Bush Hamdan

Miami Dolphins
- Title: Quarterbacks coach

Personal information
- Born: February 10, 1986 (age 40) Kuwait City, Kuwait
- Listed height: 6 ft 0 in (1.83 m)
- Listed weight: 191 lb (87 kg)

Career information
- Position: Quarterback (No. 3)
- High school: Bishop O'Connell
- College: Boise State (2004–2008)

Career history
- Colorado (2009) Student assistant; Maryland (2010) Offensive coaching intern; Sacramento State (2011) Tight ends coach; Florida (2012) Wide receivers coach; Arkansas State (2013) Co-offensive coordinator & quarterbacks coach; Davidson (2014) Offensive coordinator & quarterbacks coach; Washington (2015–2016); Offensive quality control coach (2015); ; Wide receivers coach & passing game coordinator (2016); ; ; Atlanta Falcons (2017) Quarterbacks coach; Washington (2018–2019) Offensive coordinator & quarterbacks coach; Missouri (2020–2022); Wide receivers coach & quarterbacks coach (2020–2021); ; Quarterbacks coach (2022); ; ; Boise State (2023) Offensive coordinator & quarterbacks coach; Kentucky (2024–2025) Offensive coordinator & quarterbacks coach; Miami Dolphins (2026–present) Quarterbacks coach;

= Bush Hamdan =

American football player and coach (born 1986)

Bush Hamdan (born February 10, 1986) is an American professional football coach and former quarterback who is currently the quarterbacks coach for the Miami Dolphins of the National Football League (NFL). He played college football at Boise State, but never played professionally. He previously held multiple offensive coaching positions at various colleges, with his last position being the offensive coordinator and quarterbacks coach at the University of Kentucky.

== Playing career ==
Hamdan was a quarterback at Boise State from 2004 to 2008. He graduated from Boise State in 2008 with a degree in communications.

== Coaching career ==
After his playing career ended, he joined the coaching staff at Colorado in 2009 as a student assistant. He also had stints at Maryland, Sacramento State, and Florida before his first coordinator job.

He was named the co-offensive coordinator and quarterbacks coach at Arkansas State in 2013, reuniting with his offensive coordinator and position coach in college, Bryan Harsin. He was not one of the assistants brought over to Boise State when Harsin was named the head coach of the program in 2014, and instead accepted a position as the offensive coordinator and quarterbacks coach at Davidson College in 2014.

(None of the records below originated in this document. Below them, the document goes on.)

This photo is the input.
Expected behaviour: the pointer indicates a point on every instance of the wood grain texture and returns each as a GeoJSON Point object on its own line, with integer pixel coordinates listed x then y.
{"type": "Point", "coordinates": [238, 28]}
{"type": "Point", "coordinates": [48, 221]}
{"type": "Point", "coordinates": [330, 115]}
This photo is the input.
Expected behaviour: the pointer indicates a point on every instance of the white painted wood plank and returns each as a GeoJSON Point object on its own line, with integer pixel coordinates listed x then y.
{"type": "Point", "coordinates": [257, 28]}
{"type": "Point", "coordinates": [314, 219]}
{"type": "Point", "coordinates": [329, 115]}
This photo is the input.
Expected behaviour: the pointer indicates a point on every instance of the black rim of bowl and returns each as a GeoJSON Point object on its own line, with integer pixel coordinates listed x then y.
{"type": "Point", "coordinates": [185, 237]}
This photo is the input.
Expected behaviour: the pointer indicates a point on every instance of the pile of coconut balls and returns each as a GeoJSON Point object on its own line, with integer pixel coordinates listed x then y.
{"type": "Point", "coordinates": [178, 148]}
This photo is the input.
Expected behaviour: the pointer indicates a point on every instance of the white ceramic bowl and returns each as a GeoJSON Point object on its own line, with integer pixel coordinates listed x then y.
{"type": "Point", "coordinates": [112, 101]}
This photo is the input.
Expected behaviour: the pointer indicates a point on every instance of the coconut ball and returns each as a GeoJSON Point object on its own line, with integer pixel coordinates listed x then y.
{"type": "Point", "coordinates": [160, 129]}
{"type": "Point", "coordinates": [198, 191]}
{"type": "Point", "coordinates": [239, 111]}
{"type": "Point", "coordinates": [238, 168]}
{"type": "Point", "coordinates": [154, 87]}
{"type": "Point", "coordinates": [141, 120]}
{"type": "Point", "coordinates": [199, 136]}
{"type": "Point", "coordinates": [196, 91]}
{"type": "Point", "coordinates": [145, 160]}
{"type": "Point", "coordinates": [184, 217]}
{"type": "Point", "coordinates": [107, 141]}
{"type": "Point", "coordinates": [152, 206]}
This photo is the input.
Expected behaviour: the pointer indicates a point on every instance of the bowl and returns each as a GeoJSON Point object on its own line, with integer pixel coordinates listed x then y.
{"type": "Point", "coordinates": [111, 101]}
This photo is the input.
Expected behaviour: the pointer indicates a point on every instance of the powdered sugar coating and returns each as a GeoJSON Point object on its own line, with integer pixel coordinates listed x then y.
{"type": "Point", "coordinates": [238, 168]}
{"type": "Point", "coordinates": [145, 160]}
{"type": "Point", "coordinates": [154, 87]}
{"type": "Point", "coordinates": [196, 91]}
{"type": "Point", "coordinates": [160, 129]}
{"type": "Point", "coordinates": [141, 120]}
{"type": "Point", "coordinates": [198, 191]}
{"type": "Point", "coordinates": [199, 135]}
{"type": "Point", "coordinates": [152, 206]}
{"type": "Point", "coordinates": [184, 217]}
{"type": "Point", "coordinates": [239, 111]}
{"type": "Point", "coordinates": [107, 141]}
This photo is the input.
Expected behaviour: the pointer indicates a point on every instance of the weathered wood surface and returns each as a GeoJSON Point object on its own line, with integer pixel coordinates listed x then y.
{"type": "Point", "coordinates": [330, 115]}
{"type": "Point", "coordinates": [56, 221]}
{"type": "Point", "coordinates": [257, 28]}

Hamdan joined the coaching staff at Washington in 2015 as a quality control coach before being promoted to wide receivers coach and passing game coordinator in 2016. He spent 2017 with the Atlanta Falcons as their quarterbacks coach before rejoining the coaching staff at Washington in 2018 as the Huskies offensive coordinator & quarterbacks coach. He was fired on December 22, 2019, hours after the team's victory in the Las Vegas Bowl.

Hamdan was named to Eliah Drinkwitz's coaching staff at Missouri in 2020.

Hamdan was hired as the OC of his alma mater Boise State's football team in December 2022.

Hamdan was hired as the offensive coordinator and quarterbacks coach of the Kentucky Wildcats football team on February 14, 2024.

On December 10, 2025, Mississippi State head coach Jeff Lebby announced the addition of Bush Hamdan as associate head coach for offense.

On February 13, 2026, the Miami Dolphins hired Hamdan as their quarterbacks coach under new head coach, Jeff Hafley.

== Personal life ==
Born in Kuwait City, Hamdan is of Palestinian descent and his mother was from Pakistan. He and his family lived in Kuwait and were on vacation in San Diego when Iraq invaded Kuwait in 1991. The Hamdans stayed in the United States and eventually settled in Gaithersburg, Maryland. Hamdan's brother Gibran was a seventh round draft selection in the 2003 NFL draft and was a journeyman quarterback throughout his career.